Star Wars #1
Prelude to Rebellion Part 1 (of 6)
Writing: Jan Strnad
Pencilling: Anthony Winn
Inking: Robert Jones
Coloring: Dave Nestelle
Cover: Ken Kelly
Reviewed by: Paul Ens (12/16/1998)
Ki-Adi-Mundi is a Jedi Knight of formidable power and influence, but not on his own homeworld of Cerea. Most of the planet's citizens are happy to continue their low-tech lives of simplicity, isolated from the Republic, but a new generation of Cereans crave speeder bikes and starships, and are prepared to fight their elders for them! How can a Jedi take up arms against his own children?
This series carries the weight and expectation of being the first official prequel-era story. Anything prequel-related is the brunt of extra enthusiasm and unusual scrutiny. Personally, I haven't been more anxious about a comic series since 'Mara Jade'. That said, it's important to note before the hype builds too much that while this story is set just before the events of Episode 1, we cannot expect to see significant insight directly into the film. The writer, Jan Strnad, went on record as stating that most Internet fans will know more about the prequels than he.
Disclaimers aside, like the TOTJ team before them it must be nice as a creative team to be able to establish a new world and new timeframe within this familiar universe.
Cerea, the technology resistant planet under dispute here, is the Amish population of the universe, motivated not by religion but by environmental and social priorities. Their polygamy-out-of-necessity societal structure adds another welcome layer of complexity to the situation. The married among you will particularly enjoy Ki's exchange with his bond-wife. This early home sequence serves well in making Mundi a likable and relatable character.
Given the unfamiliar nature of most of the characters and setting, including Ephant Mon from the original movies (Jabba's palace) is a welcome tie. He feels in character here matching his portrayal in Tales from Jabba's Palace.
The story and characterization in this opening act are well crafted, intelligent and have depth. A good start.
Winn is good at drawing figures. The anatomical proportions are right on (which seems an odd statement about a comic full of people whose heads are two feet tall) and the camera angles and body poses are thought out and interesting. Ephant Mon in particular looks great in comics, despite somewhat limited mobility. The architecture and costuming are very interesting, as well.
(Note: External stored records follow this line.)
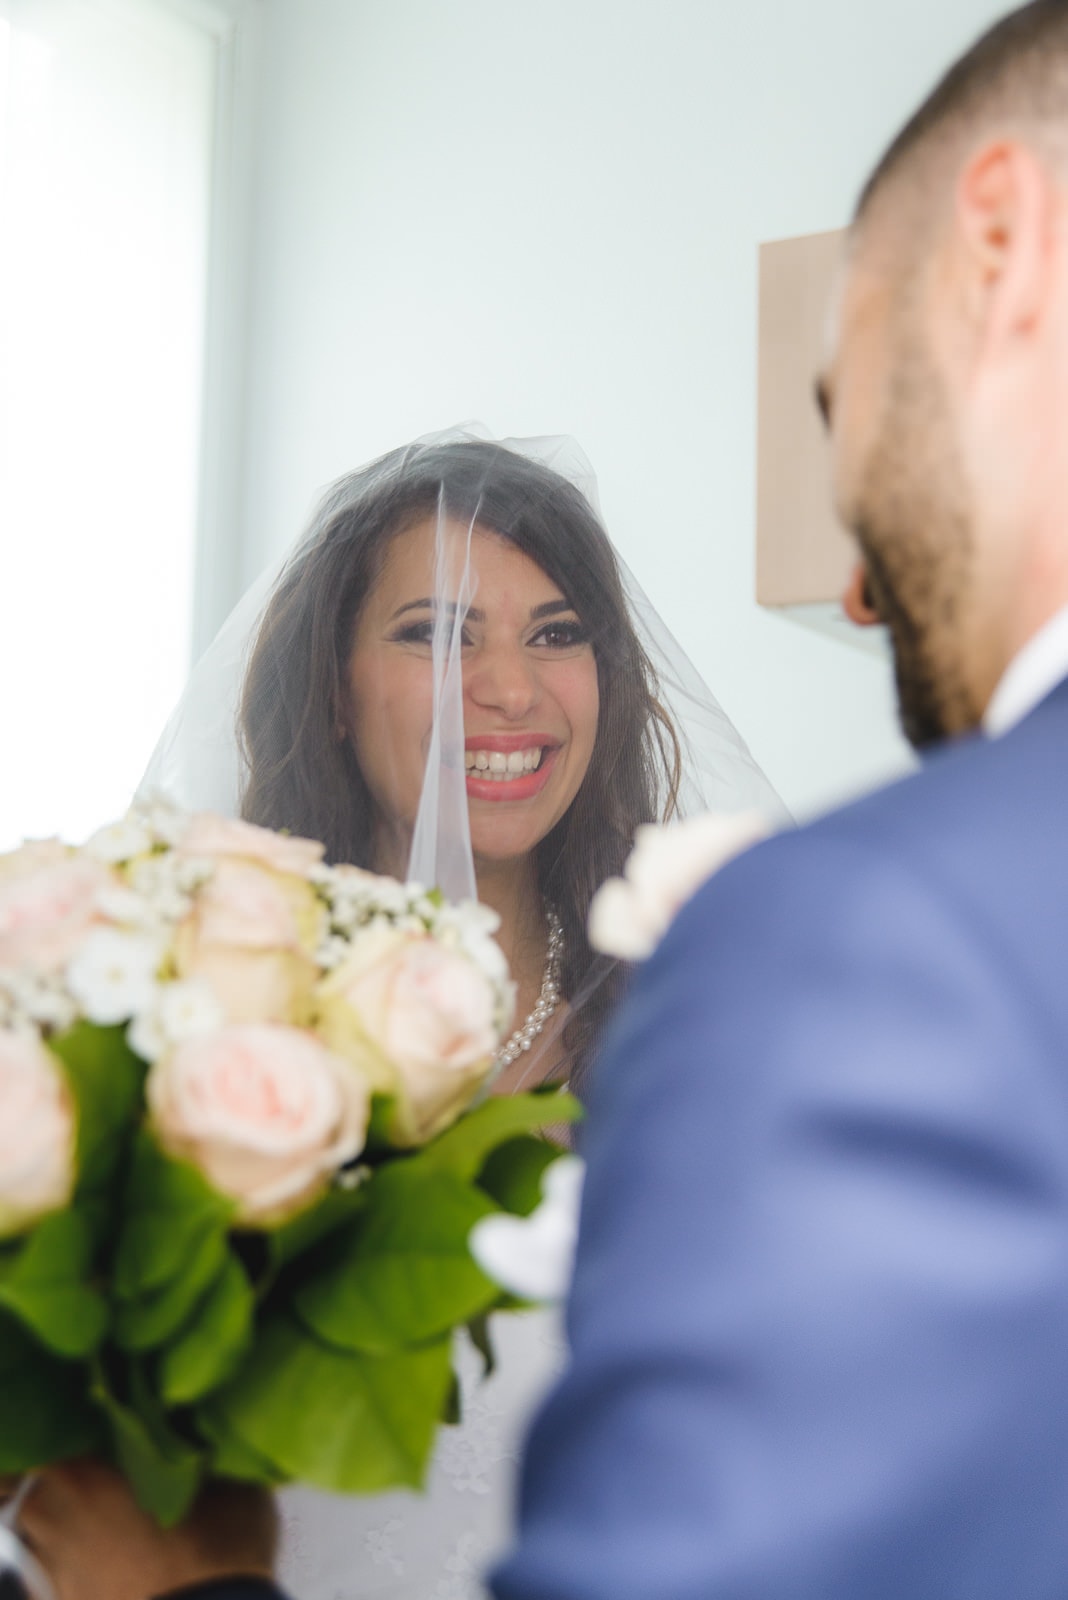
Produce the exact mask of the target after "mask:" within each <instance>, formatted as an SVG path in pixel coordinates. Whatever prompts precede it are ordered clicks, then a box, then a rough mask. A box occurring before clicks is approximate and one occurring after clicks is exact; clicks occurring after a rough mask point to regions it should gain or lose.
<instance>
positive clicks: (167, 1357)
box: [160, 1254, 256, 1405]
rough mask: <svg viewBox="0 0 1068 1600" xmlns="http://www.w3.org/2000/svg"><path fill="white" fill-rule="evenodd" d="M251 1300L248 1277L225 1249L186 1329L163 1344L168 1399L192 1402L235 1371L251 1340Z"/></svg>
mask: <svg viewBox="0 0 1068 1600" xmlns="http://www.w3.org/2000/svg"><path fill="white" fill-rule="evenodd" d="M254 1304H256V1302H254V1296H253V1288H251V1283H249V1282H248V1278H246V1275H245V1272H243V1269H241V1266H240V1262H238V1261H237V1259H235V1258H233V1256H230V1254H229V1256H227V1259H225V1266H224V1269H222V1272H221V1274H219V1277H217V1278H216V1280H214V1283H213V1285H211V1288H209V1290H208V1293H206V1296H205V1298H203V1299H201V1301H200V1304H198V1306H197V1307H195V1310H193V1314H192V1317H190V1320H189V1323H187V1326H185V1328H184V1331H182V1333H181V1334H179V1338H177V1339H176V1341H174V1344H171V1346H168V1349H166V1350H163V1357H161V1360H160V1392H161V1395H163V1400H165V1403H166V1405H190V1403H192V1402H193V1400H200V1398H203V1395H206V1394H209V1392H211V1390H213V1389H217V1387H219V1384H222V1382H225V1381H227V1379H229V1378H232V1376H233V1373H235V1371H237V1366H238V1363H240V1360H241V1357H243V1355H245V1352H246V1349H248V1346H249V1342H251V1336H253V1310H254Z"/></svg>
Nestelle's colors are up to his usual high standards. The cover is fantastic.
My only minor complaint about the art would be the riding bird. It was too ostrich-like and non-exotic for me.
While not destined to be an all-time favorite of mine, this first issue has solid writing and solid artistic work. If you've been thinking of getting (back) into SW comics, this is a great place to start.
Rating: 8 / 10 Recommended
SIDE NOTE: The very first thing I noticed was the "Lucas Books" logo on the cover. It's absent on 'Leviathan #2' which also shipped this week. I wonder what the significance is?